In 2016, Blahyi claimed in an interview with Reuters that JAV had helped train roughly 1,000 veterans of the Liberian civil wars and street children in activities such as farming and bricklaying since it was founded, but had been hamstrung by a lack of funds. His request for a donation of 500,000 dollars was met with criticism by segments of the Liberian public, though the head official of Liberia's National Human Rights Commission informed Reuters that as JAV was "intended to help young people", the government "should encourage him to continue". In the same year, the journalist Damon Tabor investigated JAV for The New Yorker, and was told by an enrollee that Blahyi was embezzling the programme's funds, mistreated JAV's enrollees and used them as props for Western reporters. Blahyi denied the allegations, though he did admit to reneging on some of the promises made to enrollees, but justified it by stating: "The [enrollees] are very young... I know what is good for them."

Blahyi has repeatedly advocated for the establishment of a war crimes trial to try former combatants such as himself. In May 2024, President Joseph Boakai passed an executive order to establish a war crimes court for such a purpose, though as of April 2025 no such court has been actually established. In February 2025, Blahyi, who had been undergoing treatment at the John F. Kennedy Medical Center due to complications with his kidneys, was transferred to Kenya for advanced care. Liberian newspaper The New Dawn noted that Blahyi's medical complications mirrored similar issues faced by other former Liberian warlords, including Prince Johnson, who died on 28 November 2024 at a hospital in Paynesville. These developments have sparked concerns among the Liberian public, some of whom have claimed that Blahyi's reported health issues and move to Kenya are intended to help him evade justice if the Boakai administration actually establishes a war crimes court.

==In popular culture==

Blahyi has been featured in several documentaries. In addition to the 2010 Vice documentary, Blahyi was also featured in a 2011 documentary titled "The Redemption of General Butt Naked", created by the filmmakers Eric Strauss and Daniele Anastasion and screened at the 2011 Sundance Film Festival. The documentary received mostly positive reviews; a review for The Hollywood Reporter praised the documentary for foregoing "any personal judgments to let audiences draw their own conclusions". Another review for Screen International was also positive, praising the documentary's depiction of the impact of Liberia's civil wars as "staggeringly cinematic" and calling it "one of the best titles since John Waters's Pecker" with "bravura visual flourishes". However, a mixed review for Indiewire argued that in spite the documentary's "skillful navigation of Blahyi's controversial freedom", it "lacks enough voices of dissent... it takes little scrutiny to realize his fate is not that simple."

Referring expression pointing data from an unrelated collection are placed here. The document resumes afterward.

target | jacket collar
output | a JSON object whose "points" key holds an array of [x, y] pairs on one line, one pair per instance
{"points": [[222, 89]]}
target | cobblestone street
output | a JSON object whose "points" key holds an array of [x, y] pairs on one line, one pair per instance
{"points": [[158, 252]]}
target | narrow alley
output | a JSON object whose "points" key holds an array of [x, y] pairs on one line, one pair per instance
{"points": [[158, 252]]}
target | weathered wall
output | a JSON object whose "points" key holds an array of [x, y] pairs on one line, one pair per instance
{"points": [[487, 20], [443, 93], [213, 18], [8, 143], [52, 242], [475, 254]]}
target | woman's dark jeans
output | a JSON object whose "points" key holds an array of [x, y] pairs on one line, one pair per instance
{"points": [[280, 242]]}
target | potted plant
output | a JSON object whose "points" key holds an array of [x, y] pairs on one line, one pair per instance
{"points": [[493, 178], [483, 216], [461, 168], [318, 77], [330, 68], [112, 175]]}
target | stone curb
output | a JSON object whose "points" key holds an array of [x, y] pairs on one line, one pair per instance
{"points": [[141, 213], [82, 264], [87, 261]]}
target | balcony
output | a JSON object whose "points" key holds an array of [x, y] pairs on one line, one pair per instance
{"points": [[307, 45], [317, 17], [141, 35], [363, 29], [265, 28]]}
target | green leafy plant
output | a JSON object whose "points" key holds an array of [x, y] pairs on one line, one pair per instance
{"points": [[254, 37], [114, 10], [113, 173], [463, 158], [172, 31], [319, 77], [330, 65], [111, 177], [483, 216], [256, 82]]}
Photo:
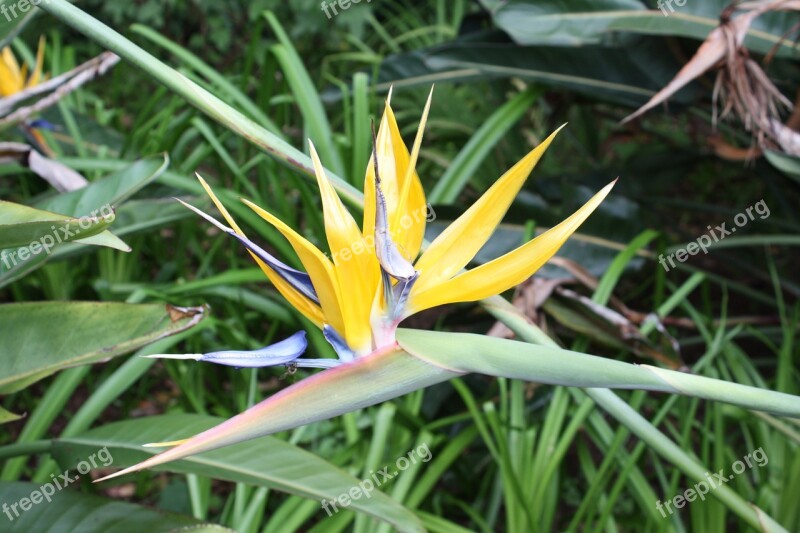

The Book of Mormon, a 2011 satirical musical comedy written by Trey Parker, Robert Lopez and Matt Stone, features a character named "General Butt Fucking Naked". The character is depicted in the musical as a Ugandan warlord, as he was originally modelled after Joseph Kony, the infamous commander of the Lord's Resistance Army, a Ugandan militant group which rose to fame as a result of the Invisible Children, Inc. short documentary Kony 2012. Butt Fucking Naked, who serves as the plot's main antagonist, is shown ordering female genital mutilation and summarily executing protestors; he is also the subject of a conversion attempt by a Mormon missionary. Stone noted in an interview with ComingSoon.net that "warlords in Liberia have such colorful names and we were reading about the one named General Butt Naked. We just ripped off his joke, basically." Parker added in the same interview: "We were like, "What's better than Butt Naked? Butt F–ing Naked!"